Blood tests showed haemoglobin 10.4 g/dL, Ht 31.9% (normal MCV, MCH and RDW). ESR 109 mm, and CRP 93 mg/dL. Biochemical analysis showed GGT 220 U/L, GPT 45 U/L, GOT 44 U/L, and ALP 153 U/L, iron 20 ug/dL, and ferritin 441.6 ng/ml. CK. Proteinogram normal. Normal thyroid hormones. Normal folate and cobalamin, normal haptoglobin. Negative direct Coombs' test. Urine sediment. Negative blood cultures, stool cultures and urine cultures. Serology of Toxoplasma, Cytomegalovirus, Epstein Barr, Salmonella tiphy and parathiphy, Brucella, Coxiella burnetti, adenovirus, respiratory syncytial virus, influenza A FC, B FC, parainfluenza 1+3 FC negative. HIV, hepatitis B and C virus serology negative. Sputum ZN negative. Mantoux test was negative. CEA and beta-2-microglobulin were normal. Ig G 10.60, IgA 1.76, IgM 2.55. Complement C3 and C4 normal. Rheumatoid factor, ANA, AMA, ANCA and anti LKM negative. Faecal occult blood was negative.
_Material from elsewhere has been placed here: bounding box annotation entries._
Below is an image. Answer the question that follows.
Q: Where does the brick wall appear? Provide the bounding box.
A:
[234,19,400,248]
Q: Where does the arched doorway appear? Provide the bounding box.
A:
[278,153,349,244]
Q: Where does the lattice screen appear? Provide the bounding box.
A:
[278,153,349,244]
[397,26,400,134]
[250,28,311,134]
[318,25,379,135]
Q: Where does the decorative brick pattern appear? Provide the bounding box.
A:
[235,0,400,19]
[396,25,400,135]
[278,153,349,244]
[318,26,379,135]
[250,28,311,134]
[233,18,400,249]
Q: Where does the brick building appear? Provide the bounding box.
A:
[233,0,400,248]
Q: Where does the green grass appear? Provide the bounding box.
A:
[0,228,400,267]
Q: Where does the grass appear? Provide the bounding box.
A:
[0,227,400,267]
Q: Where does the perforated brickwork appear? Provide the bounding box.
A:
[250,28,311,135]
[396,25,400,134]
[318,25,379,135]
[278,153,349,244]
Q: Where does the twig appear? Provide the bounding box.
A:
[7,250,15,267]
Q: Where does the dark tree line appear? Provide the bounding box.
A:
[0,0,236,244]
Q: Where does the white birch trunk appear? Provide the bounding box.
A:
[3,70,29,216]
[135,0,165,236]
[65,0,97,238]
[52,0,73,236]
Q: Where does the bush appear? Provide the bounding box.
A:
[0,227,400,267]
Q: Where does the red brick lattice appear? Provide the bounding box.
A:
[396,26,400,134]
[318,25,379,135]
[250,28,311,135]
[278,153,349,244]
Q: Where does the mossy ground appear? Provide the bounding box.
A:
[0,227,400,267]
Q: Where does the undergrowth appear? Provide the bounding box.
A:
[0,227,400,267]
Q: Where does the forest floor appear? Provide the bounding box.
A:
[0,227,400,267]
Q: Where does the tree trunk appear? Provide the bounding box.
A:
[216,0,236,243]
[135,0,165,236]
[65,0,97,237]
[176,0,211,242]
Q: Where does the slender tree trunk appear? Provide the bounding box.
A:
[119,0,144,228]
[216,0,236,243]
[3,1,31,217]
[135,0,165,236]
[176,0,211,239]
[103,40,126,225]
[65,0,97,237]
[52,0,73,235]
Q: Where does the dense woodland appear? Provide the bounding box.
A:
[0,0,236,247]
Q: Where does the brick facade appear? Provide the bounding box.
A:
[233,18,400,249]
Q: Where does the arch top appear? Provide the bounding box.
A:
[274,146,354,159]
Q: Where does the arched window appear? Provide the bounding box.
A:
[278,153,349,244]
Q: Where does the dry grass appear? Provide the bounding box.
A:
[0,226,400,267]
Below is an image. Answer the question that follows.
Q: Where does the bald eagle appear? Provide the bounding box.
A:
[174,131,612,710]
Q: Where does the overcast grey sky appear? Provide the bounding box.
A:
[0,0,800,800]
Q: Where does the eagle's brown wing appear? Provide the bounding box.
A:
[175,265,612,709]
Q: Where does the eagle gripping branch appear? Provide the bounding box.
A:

Chest X-ray showed cardiomegaly. The spine X-ray showed an area of sclerosis at L4, which in the lumbar spine CT scan corresponded to a bone infarction at L4. There were no significant findings on abdominal ultrasound. Thoracic-abdominal CT showed only a pericardial effusion. Gastroscopy was normal and colonoscopy showed diverticula and internal haemorrhoids.

The ECG showed sinus rhythm Fc 90 x' q in DIII and AVF and lack of septal vector activation. An echocardiogram showed severe anteroposterior pericardial effusion associated with a pattern of poor ventricular relaxation, without haemodynamic compromise. Pericardiocentesis was performed and approximately 200 cc of yellowish serous-fibrinous fluid was obtained, with a gelatinous character that solidified at rest; pericardial fluid analysis showed red blood cells 680/mm3, leukocytes 30 mm3, glucose 98 mg/dL, proteins 4.46 g/dL, LDH 284 UL, ADA 18 U/L; pericardial fluid culture was sterile, ZN stain negative; cytology was negative for malignant cells, with abundant fibrin, some inflammatory and mesothelial cells without atypia. The cardiac study was completed with myocardial perfusion scintigraphy which showed no perfusion abnormalities suggestive of myocardial ischaemia or necrosis. A temporal artery biopsy showed a transmural inflammatory infiltrate consisting of a mixture of polymorphonuclear, lymphocytes and giant cells; the infiltrate was accompanied by fracture of the internal elastic band. Treatment with deflazacort at 60 mg/day was started, improving the symptoms in a few days, and the pericardial effusion resolved in 3 months.